The As and Bs appear mostly down the eastern side, close to the railway, while the Cs are further south and the Ds are generally in the centre. Then the Es are to the north, the Fs to the southwest and the remaining letters mostly to the west. It's very clustered, but the patterns not as uniform as I'd perhaps been expecting. By my reckoning the centre of the system is the crossroads at the end of Derwent Parade (where the 'e' of South Ockendon is on the map) which is where A bumps into B bumps into C bumps into D. This is also where the most anomalous streets are, a one-off set of cul-de-sacs called Avon Green, Brook Green, Cam Green, Dart Green, Eden Green and Galey Green.
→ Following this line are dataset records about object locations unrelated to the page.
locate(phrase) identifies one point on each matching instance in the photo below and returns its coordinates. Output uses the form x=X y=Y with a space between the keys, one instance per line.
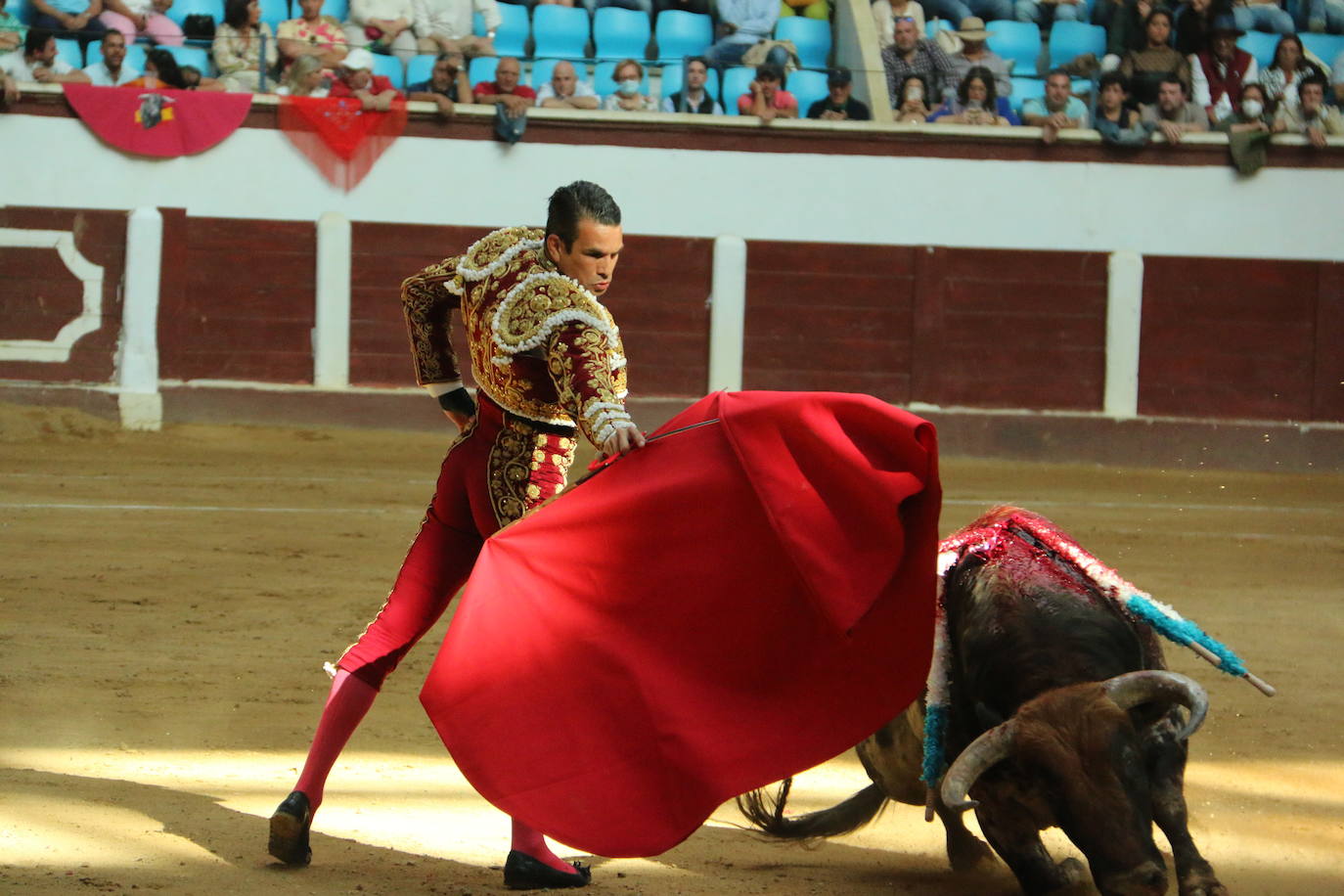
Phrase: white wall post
x=1124 y=316
x=728 y=313
x=137 y=351
x=331 y=332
I'm not sure where the F went.
Also the lettered sectors, if that's what they are, aren't especially equal in size. Lots of streets begin with A whereas the Bs are far fewer in number with Broxburn Drive the only significant thoroughfare. Also by the time we get to G and H the numbers of streets have dropped considerably, almost as if they were an afterthought, although in fact they were added at the same time as the rest of the estate. Also, really nigglingly, a single example of an I exists on the very edge of the built-up area, a brief dead end called Irvine Gardens. You might assume further streets were once planned, but the woodland beyond Irvine Gardens contains Capability Brown's Long Water and they were never going to desecrate that (other than driving the M25 straight through the middle).
Also these are some very odd names. Some are towns, some are rivers and a fair few are Irish or Scottish in derivation, but some appear to be made-up words. Type Eskley into a search engine and it only brings up this street in South Ockendon, nothing else. Arcany is the same, ditto Avontar, ditto Gatehope. I can imagine whoever named the streets poring over maps of Galway or the Scottish lowlands and saying "ooh, that looks good", then topping up their choices with imaginary concoctions to get the job finished before teatime. In reality, of course, whatever the original planners had in mind isn't possible to second guess.
The rationales for the newer chunks of South Ockendon, however, are clear as day. The houses in the photo above were built on the site of afactory where Ford made performance versions of their production vehicles in the 1970s, hence Anglia Way, Torino Way, Sunliner Way, Falcon Way and Fairmount Drive. Across the railway five streets of angular pre-fabricated concrete houses are named Rosemary Close, Larkspur Close, Viola Close, Celandine Close and Mayflower Close, aka the 'Flowers Estate'. And across the main road on the site of the former mental hospital are at least 20 streets named after trees - always a safe-but-boring nominative choice.
If nothing else my trip to South Ockendon in search of a full alphabetical sequence of streets got me to experience the community as it is. The frizz-haired woman on a mobility scooter with two tiny dogs in her front basket. The pensioner's home over-adorned with flags, gnomes and respectful military tributes. The bare-chested weed-smoking cyclist taking an agitated break on the railway bridge. The end terrace with a winged fibreglass demon glaring down from its porch. The ball-chested man emerging from Smokers Paradise with four pints of milk. The parents of two young children leaning over a wobbly garden fence to make friends with two excitable German Shepherds. Such are the foibles of almost London, barely Essex, from A to I if not A to Z.